How AI could shift legal standards of reasonableness

'What was reasonable in the past will not be reasonable in the future' says safety leader

How AI could shift legal standards of reasonableness

The advent of artificial intelligence (AI) in various industries has brought about a paradigm shift in how workplace safety is approached and managed. As AI technologies continue to evolve, their impact on occupational health and safety (OHS) practices is becoming more pronounced. This development raises critical questions about what courts will consider reasonable in the context of workplace safety.

Early stages and long road ahead

Shilo Neveau, executive vice president of health and safety at Valard Construction Group of Companies and Canada regional director health & safety at Quanta Services Inc., has suggested that while the integration of AI in OHS is in its nascent stages, its future impact is undeniable. At the recent Canadian Safety Summit, he noted the dynamic nature of reasonableness in the eyes of the law.

"With the advent of technology, it's going to skew the reasonable person standard," Neveau explains. "What was reasonable in the past will not be reasonable in the future. We're on the road together, starting this journey together. This is the starting point."

Neveau's comments challenge OHS professionals to recognize that ideas around reasonable safety measures will evolve. Companies not keeping pace with technological advancements may find themselves at a disadvantage in legal contexts.

Potential and legal practicality

Cheryl Edwards, a partner at Matthews Dinsdale & Clark LLP, brings a practical perspective to the discussion. She acknowledges AI's potential in hazard identification and jobsite safety but remains cautious about its immediate applicability.

"I can see that, but I'm not sure that I would agree with anyone that we're at the point where that's likely," says Edwards. "From what I hear in the safety field, this is not immediately on the horizon."

Edwards points out that while AI could revolutionize safety standards, such as using drones for site inspections or employing AI-driven hazard identification systems, these technologies are not yet widely adopted. This gap between potential and current practice underscores the need for a gradual and thoughtful integration of AI in workplace safety.

From a legal standpoint, Edwards elaborates on how evolving industry practices could influence court judgments. "Reasonableness is always a matter of looking at all of the circumstances. That could include not only legislative standards, but other standards developed from industry practices. As industry practices change and evolve, the reasonableness standard will increase."

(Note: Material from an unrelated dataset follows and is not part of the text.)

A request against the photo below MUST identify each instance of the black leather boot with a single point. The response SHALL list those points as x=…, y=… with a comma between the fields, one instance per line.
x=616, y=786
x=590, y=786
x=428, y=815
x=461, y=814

Ryan Conlin, a partner at Stringer LLP, concurs with Edwards, and says the courts often look to industry standards when assessing reasonableness, and AI could become a factor in this evaluation.

"Courts do look to industry standards, and to what other employers are doing as one factor in assessing what is reasonable," Conlin notes. "If there was an accident that occurred because AI wasn't used, it could happen that courts might find the lack of AI usage unreasonable, but I think we're a long way away from that at this point."

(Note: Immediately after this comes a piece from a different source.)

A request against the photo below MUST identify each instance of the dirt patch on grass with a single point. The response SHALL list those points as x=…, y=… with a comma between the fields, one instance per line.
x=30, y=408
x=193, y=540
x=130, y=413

While AI has the potential to set new benchmarks for safety standards, its current role before the courts remains largely hypothetical. The key takeaway is that as AI becomes more integrated into industry practices, it will inevitably shape legal interpretations of what constitutes reasonable safety measures.

Preparing for an AI-enhanced future

The integration of AI in occupational health and safety is a journey still in its early stages. While the potential is vast, the current landscape is one of gradual adoption and cautious optimism.

For health and safety professionals, the message is clear: Stay informed, be adaptable, and prepare for a future where AI could redefine what is considered reasonable in workplace safety. By embracing technological advancements and understanding their implications, companies can position themselves ahead of the curve, ensuring they meet evolving safety standards and legal expectations.